O criador de um boato é sempre um imbecil (moral). A vítima é, em regra geral, uma pessoa que tem algum valor social; é esse o seu único consolo...

O boateiro escolhe um momento oportuno para lançar a sua mentira, a fantasia perversa. Esse momento é de alta importância, porque nele se acha a circunstância que dá aparência de verdade ao fato que se pretende propalar. Essa circunstância é mui variável de um caso a outro. Não é possível, por exemplo, divulgar a notícia de que um certo financeiro importante está louco (para dar-lhe, suponhamos, um golpe de momento) se estiver ele presente e visível a todo o mundo; é preciso que esteja ausente, fortuitamente. É a circunstância oportuna.

Não basta, porém, como explicação para o boato, essa circunstância e a possibilidade ou verossimilhança do fato a divulgar. É necessário o meio social apropriado para que o fenômeno se realize. A sociedade espelha o caráter de seus fatores antropológicos. A explicação é bem escabrosa e desoladora para o homem civilizado, mas é preciso repetir a verdade, ainda que muito nos custe.

"Dizer mal e gostar de ouvir falar mal de alguém é um velho cacoete da alma humana. Talvez seja a música mais harmônica que existe, porque convibra bem com qualquer espírito". A frase é de Austregésilo, no livro O Mal da Vida.

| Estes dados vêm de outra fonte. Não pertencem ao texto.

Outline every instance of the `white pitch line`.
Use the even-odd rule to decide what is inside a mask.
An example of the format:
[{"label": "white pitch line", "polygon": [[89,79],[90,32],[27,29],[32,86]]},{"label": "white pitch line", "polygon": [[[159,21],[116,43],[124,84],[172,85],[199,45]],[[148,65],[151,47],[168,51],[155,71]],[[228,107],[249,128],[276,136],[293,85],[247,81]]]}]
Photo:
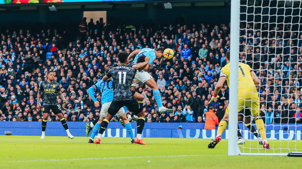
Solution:
[{"label": "white pitch line", "polygon": [[196,157],[198,156],[224,156],[224,155],[163,155],[159,156],[142,156],[138,157],[100,157],[98,158],[84,158],[82,159],[39,159],[37,160],[14,160],[9,161],[3,162],[2,163],[28,163],[32,162],[47,162],[52,161],[79,161],[81,160],[95,160],[99,159],[140,159],[143,158],[155,158],[159,157],[170,158],[170,157]]}]

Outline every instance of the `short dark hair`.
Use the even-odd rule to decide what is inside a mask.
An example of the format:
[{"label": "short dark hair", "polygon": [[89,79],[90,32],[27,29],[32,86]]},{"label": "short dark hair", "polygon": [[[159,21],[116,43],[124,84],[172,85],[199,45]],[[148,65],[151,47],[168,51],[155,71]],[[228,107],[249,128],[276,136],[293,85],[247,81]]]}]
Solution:
[{"label": "short dark hair", "polygon": [[227,58],[227,60],[230,61],[230,50],[226,52],[226,57]]},{"label": "short dark hair", "polygon": [[142,54],[138,57],[137,59],[137,61],[136,62],[136,63],[140,63],[142,62],[145,62],[145,58],[146,58],[146,56],[144,54]]},{"label": "short dark hair", "polygon": [[158,48],[157,48],[156,49],[155,49],[155,51],[160,51],[162,53],[164,53],[164,50],[166,49],[166,48],[162,46]]},{"label": "short dark hair", "polygon": [[126,61],[127,58],[128,58],[128,53],[123,51],[121,52],[118,54],[118,58],[120,62],[121,63],[124,63]]},{"label": "short dark hair", "polygon": [[109,72],[109,70],[111,70],[112,68],[113,68],[113,67],[112,66],[110,66],[106,68],[106,70],[105,70],[105,71],[106,72],[106,73],[108,73],[108,72]]}]

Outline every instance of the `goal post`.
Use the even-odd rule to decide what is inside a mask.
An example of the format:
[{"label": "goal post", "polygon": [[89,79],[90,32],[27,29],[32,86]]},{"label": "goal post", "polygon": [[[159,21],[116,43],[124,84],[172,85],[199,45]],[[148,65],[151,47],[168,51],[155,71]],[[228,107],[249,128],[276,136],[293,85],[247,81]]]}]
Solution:
[{"label": "goal post", "polygon": [[[231,7],[228,155],[302,156],[302,116],[295,116],[302,112],[302,1],[231,0]],[[245,144],[237,144],[239,62],[260,79],[259,117],[270,150],[264,150],[256,138],[261,135],[254,136],[244,125]],[[259,134],[250,114],[250,126]]]},{"label": "goal post", "polygon": [[230,59],[230,98],[228,155],[238,155],[237,146],[238,111],[238,68],[239,55],[240,0],[231,1],[231,44]]}]

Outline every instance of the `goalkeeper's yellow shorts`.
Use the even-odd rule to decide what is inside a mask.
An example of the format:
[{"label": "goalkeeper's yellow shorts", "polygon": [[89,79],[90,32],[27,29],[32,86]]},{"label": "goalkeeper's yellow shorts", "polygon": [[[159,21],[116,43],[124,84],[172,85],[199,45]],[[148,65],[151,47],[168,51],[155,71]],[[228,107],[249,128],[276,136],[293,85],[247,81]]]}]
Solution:
[{"label": "goalkeeper's yellow shorts", "polygon": [[[229,114],[229,106],[226,110],[226,113]],[[240,112],[242,109],[246,107],[251,110],[251,112],[254,117],[257,117],[259,115],[259,110],[260,106],[259,103],[259,98],[252,98],[248,99],[238,99],[238,112]]]}]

Há em toda a criatura humana um misto estranho de bondade e de maldade, de infâmia e de perversidade. As proporções dessa mistura é que variam ao infinito. Desde o tipo bom, completo, que sufoca perfeitamente o que há de mal dentro de si mesmo, porque a lucidez e a largueza de sua consciência lhe permitem reconhecer e dominar a própria tendência perversa, até o malvado arrematado, cuja consciência estreita e sensibilidade moral embotada lhe não permitem reconhecer o mal que vive dentro dele, há nessa vasta série, a infinidade de caracteres que vemos diariamente na sociedade.

Devo a fineza de um amigo o conhecimento de um trabalho de Conceptión Arenal (Delito Coletivo) em que se repete a noção acima exposta, apenas por outras palavras; "lo más grave y lo más triste es ver que cuanto mal son capaces los buenos, los que portales se tenian y lo habian sido hasta que la lucha vino a desnaturalizarlos, como se dice, o, para hablar con más propriedad, a revelar su naturaleza. Esta terrible revelación no es obra de ningún principio, de ninguna idea; es consecuencia del combate, que depierta malos instintos dormidos y pone en el caso y hasta en la necessidad a veces de satisfazerlos".

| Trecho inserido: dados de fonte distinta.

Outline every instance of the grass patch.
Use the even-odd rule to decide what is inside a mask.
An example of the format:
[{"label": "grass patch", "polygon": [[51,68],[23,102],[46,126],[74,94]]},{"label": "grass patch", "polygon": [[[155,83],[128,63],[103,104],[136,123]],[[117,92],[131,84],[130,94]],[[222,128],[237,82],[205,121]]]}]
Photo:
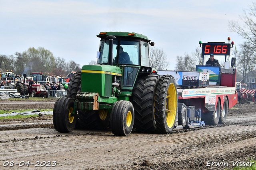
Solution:
[{"label": "grass patch", "polygon": [[[11,112],[14,111],[15,112],[23,112],[25,111],[31,111],[34,109],[19,109],[19,110],[13,110],[12,111],[8,111],[8,110],[0,110],[0,114],[3,114],[5,113],[10,113]],[[53,109],[41,109],[40,111],[41,112],[44,111],[53,111]],[[0,119],[20,119],[20,118],[26,118],[27,117],[37,117],[38,116],[37,114],[34,115],[16,115],[15,116],[7,116],[5,117],[0,117]],[[50,115],[51,116],[51,115]]]}]

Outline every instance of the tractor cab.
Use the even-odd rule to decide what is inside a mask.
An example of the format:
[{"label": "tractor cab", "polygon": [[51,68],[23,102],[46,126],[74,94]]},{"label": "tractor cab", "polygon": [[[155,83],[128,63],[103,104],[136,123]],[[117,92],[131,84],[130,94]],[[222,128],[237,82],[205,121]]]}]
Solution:
[{"label": "tractor cab", "polygon": [[101,38],[97,64],[114,65],[121,71],[122,76],[118,75],[116,79],[122,89],[132,90],[138,73],[156,73],[150,67],[150,40],[146,36],[121,32],[101,32],[97,36]]}]

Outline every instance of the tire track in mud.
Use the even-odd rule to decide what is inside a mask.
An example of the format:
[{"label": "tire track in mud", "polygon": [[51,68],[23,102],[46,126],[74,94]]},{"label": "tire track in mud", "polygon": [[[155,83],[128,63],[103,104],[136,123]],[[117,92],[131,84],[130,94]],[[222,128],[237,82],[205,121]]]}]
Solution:
[{"label": "tire track in mud", "polygon": [[[246,139],[247,136],[256,143],[256,132],[255,126],[228,126],[168,135],[132,133],[125,137],[116,136],[110,133],[67,136],[64,136],[66,134],[58,133],[64,136],[0,143],[0,160],[2,164],[6,160],[31,160],[35,158],[44,160],[46,157],[56,159],[65,156],[65,158],[72,158],[70,160],[76,160],[77,164],[86,164],[85,168],[96,165],[106,167],[106,164],[114,166],[134,163],[139,167],[140,164],[145,160],[153,164],[159,161],[175,162],[177,159],[184,161],[198,156],[226,155],[230,152],[230,148],[234,152],[241,152],[233,146],[228,147],[229,150],[222,153],[211,150],[244,139],[248,140]],[[254,135],[248,136],[249,134]],[[238,137],[236,138],[236,136]],[[250,142],[247,143],[250,146]],[[224,151],[224,148],[222,149]],[[197,153],[198,150],[201,151],[200,153]],[[194,153],[192,156],[192,153]],[[98,157],[101,158],[100,161]],[[75,168],[70,161],[62,159],[58,163],[68,169]]]}]

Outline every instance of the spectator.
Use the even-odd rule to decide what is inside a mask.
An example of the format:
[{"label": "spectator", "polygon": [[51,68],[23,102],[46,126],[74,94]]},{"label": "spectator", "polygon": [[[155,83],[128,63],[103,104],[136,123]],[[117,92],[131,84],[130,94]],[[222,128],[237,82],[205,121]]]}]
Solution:
[{"label": "spectator", "polygon": [[1,81],[1,84],[0,84],[0,87],[1,89],[4,89],[4,83],[3,82],[3,81]]},{"label": "spectator", "polygon": [[219,63],[219,61],[218,60],[214,59],[214,57],[213,56],[213,55],[211,54],[210,55],[209,60],[206,61],[206,65],[219,66],[220,64]]},{"label": "spectator", "polygon": [[58,85],[58,87],[57,87],[57,90],[60,90],[60,89],[61,89],[61,87],[60,87],[60,83],[57,83],[57,85]]},{"label": "spectator", "polygon": [[52,85],[51,85],[51,89],[52,89],[52,90],[57,90],[57,88],[55,87],[55,86],[54,83],[52,84]]}]

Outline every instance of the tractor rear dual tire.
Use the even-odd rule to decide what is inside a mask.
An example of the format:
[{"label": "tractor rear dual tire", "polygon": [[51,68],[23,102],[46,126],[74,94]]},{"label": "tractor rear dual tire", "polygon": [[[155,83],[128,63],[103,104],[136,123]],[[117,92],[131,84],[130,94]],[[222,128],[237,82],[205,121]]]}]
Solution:
[{"label": "tractor rear dual tire", "polygon": [[156,86],[160,78],[157,74],[138,77],[132,91],[134,109],[134,127],[137,132],[152,133],[156,127],[154,102]]},{"label": "tractor rear dual tire", "polygon": [[168,134],[173,130],[178,114],[178,94],[174,77],[170,75],[162,76],[155,99],[155,120],[158,133]]},{"label": "tractor rear dual tire", "polygon": [[74,104],[74,100],[68,97],[59,98],[55,102],[52,117],[53,125],[57,131],[67,133],[74,129],[77,114],[71,114]]}]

O trabalho secular da civilização tem sido exatamente o de reprimir ou recalcar o elemento mau e dar expansão e força ao que é bom. Aquele, porém, não se extingue; existe sempre, embora sufocado, como os Titãs da fábula que, vencidos pelos deuses e soterrados sob o peso das montanhas, se revelam de tempos em tempos pelas convulsões de seus membros, e sacodem as entranhas da Terra.

Canto e Melo, no seu recente romance - Relíquias da Memória - lá diz a mesma verdade, à página 67: "pela primeira vez na vida, pensei na crueldade dos homens. Só os conhecera até então através dos artifícios da civilização e do convencionalismo da sociedade. Ao vê-los agora, no pleno viço das suas inclinações primitivas e bárbaras, convenci-me de que o homem é mais feroz do que as feras e, se não exerce a todo o momento contra os outros homens a sua crueldade, é porque o medo da represália lhe arrefece dentro do coração os nefandos impulsos da ferocidade inata".

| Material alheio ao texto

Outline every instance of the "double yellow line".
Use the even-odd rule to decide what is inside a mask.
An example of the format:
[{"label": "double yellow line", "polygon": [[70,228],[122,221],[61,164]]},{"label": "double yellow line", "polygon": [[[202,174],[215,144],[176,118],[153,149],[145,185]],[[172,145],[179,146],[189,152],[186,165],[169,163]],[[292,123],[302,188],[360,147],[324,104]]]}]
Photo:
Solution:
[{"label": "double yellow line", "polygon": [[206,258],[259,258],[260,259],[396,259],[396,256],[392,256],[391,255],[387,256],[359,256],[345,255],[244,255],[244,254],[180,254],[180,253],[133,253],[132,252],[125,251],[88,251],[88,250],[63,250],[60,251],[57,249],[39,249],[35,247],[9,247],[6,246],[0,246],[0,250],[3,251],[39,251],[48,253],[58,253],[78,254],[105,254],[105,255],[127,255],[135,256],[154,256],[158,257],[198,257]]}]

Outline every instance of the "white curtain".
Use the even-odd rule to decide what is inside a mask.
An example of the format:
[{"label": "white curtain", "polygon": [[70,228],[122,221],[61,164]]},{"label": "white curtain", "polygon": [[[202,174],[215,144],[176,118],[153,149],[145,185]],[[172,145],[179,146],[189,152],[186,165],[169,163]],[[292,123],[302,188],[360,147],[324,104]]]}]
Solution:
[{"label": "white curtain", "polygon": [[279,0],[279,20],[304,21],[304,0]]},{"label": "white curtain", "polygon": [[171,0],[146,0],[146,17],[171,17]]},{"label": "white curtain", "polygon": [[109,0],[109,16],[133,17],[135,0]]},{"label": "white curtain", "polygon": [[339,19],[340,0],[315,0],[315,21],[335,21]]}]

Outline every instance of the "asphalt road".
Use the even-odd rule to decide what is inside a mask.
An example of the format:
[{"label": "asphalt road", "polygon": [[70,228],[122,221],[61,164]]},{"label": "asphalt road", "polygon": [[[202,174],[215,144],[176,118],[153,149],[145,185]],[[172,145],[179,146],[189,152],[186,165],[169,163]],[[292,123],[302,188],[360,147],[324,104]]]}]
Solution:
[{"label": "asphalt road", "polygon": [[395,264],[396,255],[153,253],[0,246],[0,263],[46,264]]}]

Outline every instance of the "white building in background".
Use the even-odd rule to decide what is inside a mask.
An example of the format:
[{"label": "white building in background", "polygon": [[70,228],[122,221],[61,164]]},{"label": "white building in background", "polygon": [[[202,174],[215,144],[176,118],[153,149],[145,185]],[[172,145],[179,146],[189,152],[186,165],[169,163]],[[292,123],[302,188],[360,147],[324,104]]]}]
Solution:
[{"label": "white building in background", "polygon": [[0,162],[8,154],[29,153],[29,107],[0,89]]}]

A concepção freudiana, seguindo as pegadas do Prof. Bergson, admite na alma humana o inconsciente dinâmico como sede de todas as tendências e instintos maus recalcados pela civilização no correr dos séculos.

Nada, entretanto, é novo neste mundo. Os doutores da Igreja, finos observadores e psicólogos, conheciam muito bem esses assuntos e deles trataram nos seus escritos sobre teologia, embora disfarçados pelo simbolismo de sua linguagem.

Sabido isto, ainda que em súmula, temos aí o núcleo indispensável para a explicação do boato.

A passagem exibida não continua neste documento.